How does the workflow turn a vague research idea into an SLR-ready search strategy?
Why test the search query in Scopus (or another database) before committing to an SLR?
What does “50 references” mean in the proposed SLR workflow?
How does the workflow connect SLR outputs to a research proposal structure?
What ethical safeguards are recommended when using AI-generated research content?
What is the practical role of “objectives” in the proposal-building step?
Review Questions
- When building an SLR search query, what kinds of constraints (e.g., Boolean operators, filters) should be tested early in a database like Scopus?
- How can a research gap and objectives be structured so they remain defensible during proposal review?

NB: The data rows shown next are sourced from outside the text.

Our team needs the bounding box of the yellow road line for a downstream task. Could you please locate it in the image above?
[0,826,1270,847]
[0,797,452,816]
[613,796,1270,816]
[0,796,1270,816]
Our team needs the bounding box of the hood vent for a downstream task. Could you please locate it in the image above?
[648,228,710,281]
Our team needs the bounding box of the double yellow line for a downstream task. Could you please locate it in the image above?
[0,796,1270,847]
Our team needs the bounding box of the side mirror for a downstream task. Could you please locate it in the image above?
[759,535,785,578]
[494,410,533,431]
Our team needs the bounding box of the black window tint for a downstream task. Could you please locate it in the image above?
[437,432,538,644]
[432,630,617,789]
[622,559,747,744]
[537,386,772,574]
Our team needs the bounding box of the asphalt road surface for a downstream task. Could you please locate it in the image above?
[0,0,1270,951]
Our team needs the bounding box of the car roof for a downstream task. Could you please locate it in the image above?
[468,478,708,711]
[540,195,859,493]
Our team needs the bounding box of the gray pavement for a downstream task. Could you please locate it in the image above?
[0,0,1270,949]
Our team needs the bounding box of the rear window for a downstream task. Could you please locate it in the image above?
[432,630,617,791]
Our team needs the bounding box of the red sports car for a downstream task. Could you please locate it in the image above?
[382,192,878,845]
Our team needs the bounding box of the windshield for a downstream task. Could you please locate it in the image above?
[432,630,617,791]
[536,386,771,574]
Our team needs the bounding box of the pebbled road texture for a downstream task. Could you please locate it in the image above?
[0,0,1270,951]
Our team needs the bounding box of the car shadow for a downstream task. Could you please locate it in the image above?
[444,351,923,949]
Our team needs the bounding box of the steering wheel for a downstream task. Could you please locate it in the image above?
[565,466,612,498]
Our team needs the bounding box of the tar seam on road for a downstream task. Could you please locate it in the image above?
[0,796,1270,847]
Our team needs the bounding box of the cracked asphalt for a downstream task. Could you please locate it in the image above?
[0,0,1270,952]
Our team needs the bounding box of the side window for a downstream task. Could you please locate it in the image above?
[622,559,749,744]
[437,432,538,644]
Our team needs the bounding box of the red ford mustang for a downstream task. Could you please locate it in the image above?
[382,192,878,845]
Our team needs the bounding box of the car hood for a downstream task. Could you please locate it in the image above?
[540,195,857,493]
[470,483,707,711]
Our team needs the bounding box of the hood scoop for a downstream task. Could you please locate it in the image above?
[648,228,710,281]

- What steps should be taken to ensure AI-assisted writing remains ethically compliant and academically reliable?
Key Points
- 1
Use DeepSeek to generate candidate research topics and titles from a starting question and keywords, then validate relevance against real literature.
- 2
Convert the research question into a Boolean-style SLR search query (AND/OR logic, optional filters) and test it in a database before committing.
- 3
Export and screen retrieved results; refine the query iteratively based on relevance and manageability of the document set.
- 4
Translate SLR planning into proposal structure by drafting research gap, 3–5 achievable objectives, methodology, limitations, expected outcomes, and future scope.
- 5
Use a table-style comparison plan to map each objective to core papers’ methods, datasets, and constraints.
- 6
Treat “50 references” as a feasibility check for whether the topic is reviewable, not as a substitute for full SLR rigor.
- 7
Follow ethical safeguards: proofread, verify claims, cite sources correctly, and declare AI/tool usage when required.